Café de Flore - Paris

quarta-feira, 14 de agosto de 2019

O café do triângulo


Histórias há muitas  com café e em cafés, muitas haverá. A minha é pessoal e transmissível, porventura comum a muitos portugueses.

Desde pequena, ao colo e depois pela mão do meu pai, que ir ao café era um momento bom: os cheiros do café a ser moído, juntamente com o do tabaco de cachimbo, da aguardente velhíssima, do pão acabado de sair do forno, dos pastéis e do papel de jornal e, com alguma sorte, de um chocolate que me era dado, perduram até hoje na minha colecção de memórias boas. Ir ao café era, para mim, ir ao Café Anadia, bem no centro da praça do município com o mesmo nome. Ponto de encontro dos homens que jogavam às cartas ou às damas e conversavam de futebol ou de temas graves e sérios que eu não entendia, das senhoras que falavam de modas e cantores, da última novidade da televisão ou teciam histórias com personagens da terra. Era onde se registava o Totobola e se comprava a Lotaria. Era onde se sabia da vida que acontecia nos meandros da vila e arredores…

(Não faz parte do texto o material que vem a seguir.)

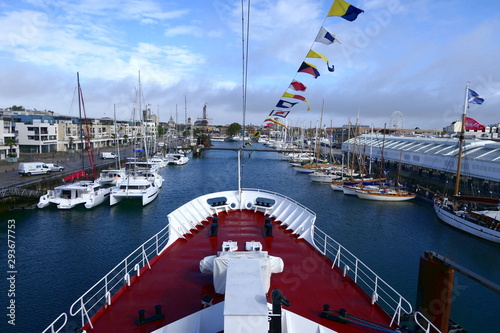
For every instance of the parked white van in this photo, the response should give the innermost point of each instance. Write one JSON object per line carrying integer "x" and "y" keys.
{"x": 105, "y": 155}
{"x": 33, "y": 168}
{"x": 54, "y": 167}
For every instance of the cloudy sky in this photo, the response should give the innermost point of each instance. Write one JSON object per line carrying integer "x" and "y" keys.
{"x": 413, "y": 56}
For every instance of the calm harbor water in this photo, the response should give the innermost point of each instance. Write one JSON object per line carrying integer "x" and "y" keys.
{"x": 60, "y": 254}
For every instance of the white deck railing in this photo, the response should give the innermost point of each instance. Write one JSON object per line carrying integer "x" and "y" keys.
{"x": 101, "y": 293}
{"x": 381, "y": 292}
{"x": 300, "y": 218}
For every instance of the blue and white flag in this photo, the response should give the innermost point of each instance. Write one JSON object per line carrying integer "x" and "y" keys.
{"x": 285, "y": 104}
{"x": 325, "y": 37}
{"x": 474, "y": 98}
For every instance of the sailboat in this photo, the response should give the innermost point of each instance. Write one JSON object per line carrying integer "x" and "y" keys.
{"x": 387, "y": 193}
{"x": 88, "y": 193}
{"x": 456, "y": 211}
{"x": 142, "y": 181}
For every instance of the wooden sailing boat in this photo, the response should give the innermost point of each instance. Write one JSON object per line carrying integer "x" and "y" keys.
{"x": 386, "y": 193}
{"x": 456, "y": 211}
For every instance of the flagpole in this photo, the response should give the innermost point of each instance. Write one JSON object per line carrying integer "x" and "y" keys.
{"x": 461, "y": 140}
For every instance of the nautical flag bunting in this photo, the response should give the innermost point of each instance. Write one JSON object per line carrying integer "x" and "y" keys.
{"x": 309, "y": 69}
{"x": 326, "y": 37}
{"x": 279, "y": 113}
{"x": 285, "y": 104}
{"x": 275, "y": 121}
{"x": 314, "y": 54}
{"x": 302, "y": 98}
{"x": 474, "y": 98}
{"x": 297, "y": 86}
{"x": 344, "y": 10}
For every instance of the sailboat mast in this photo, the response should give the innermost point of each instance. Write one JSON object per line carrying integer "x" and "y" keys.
{"x": 461, "y": 141}
{"x": 80, "y": 115}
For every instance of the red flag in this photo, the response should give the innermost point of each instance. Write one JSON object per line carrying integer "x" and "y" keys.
{"x": 309, "y": 69}
{"x": 297, "y": 86}
{"x": 473, "y": 125}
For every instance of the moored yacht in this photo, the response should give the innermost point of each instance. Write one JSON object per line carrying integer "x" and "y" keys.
{"x": 111, "y": 177}
{"x": 67, "y": 196}
{"x": 176, "y": 159}
{"x": 136, "y": 188}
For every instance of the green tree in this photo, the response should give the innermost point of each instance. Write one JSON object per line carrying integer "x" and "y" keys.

E o café era o do triângulo. Eu ainda não sabia o que eram triângulos, mas a imagem ficou gravada na minha cabeça como o símbolo de café, bom café, que eu sempre quis provar, roubando à socapa a colherinha para aproveitar o restinho de açúcar acafezado do fundo da chávena, até me deixarem beber um café a sério. Ainda hoje, se passo numa rua e sinto o aroma reconfortante, procuro o triângulo. É Delta? Sinto-me convidada a entrar, sentar e apreciar as vidas de cada mesa, de cada banco do balcão, enquanto faço render o tempo precioso que dura a pausa deliciosa da rotação da colher na chávena do meu Delta.

E é como se voltasse ao Café Anadia, ao colo do meu pai, no tempo em que os aromas, as imagens, os sons e as pessoas deixavam uma marca especial na nossa alma.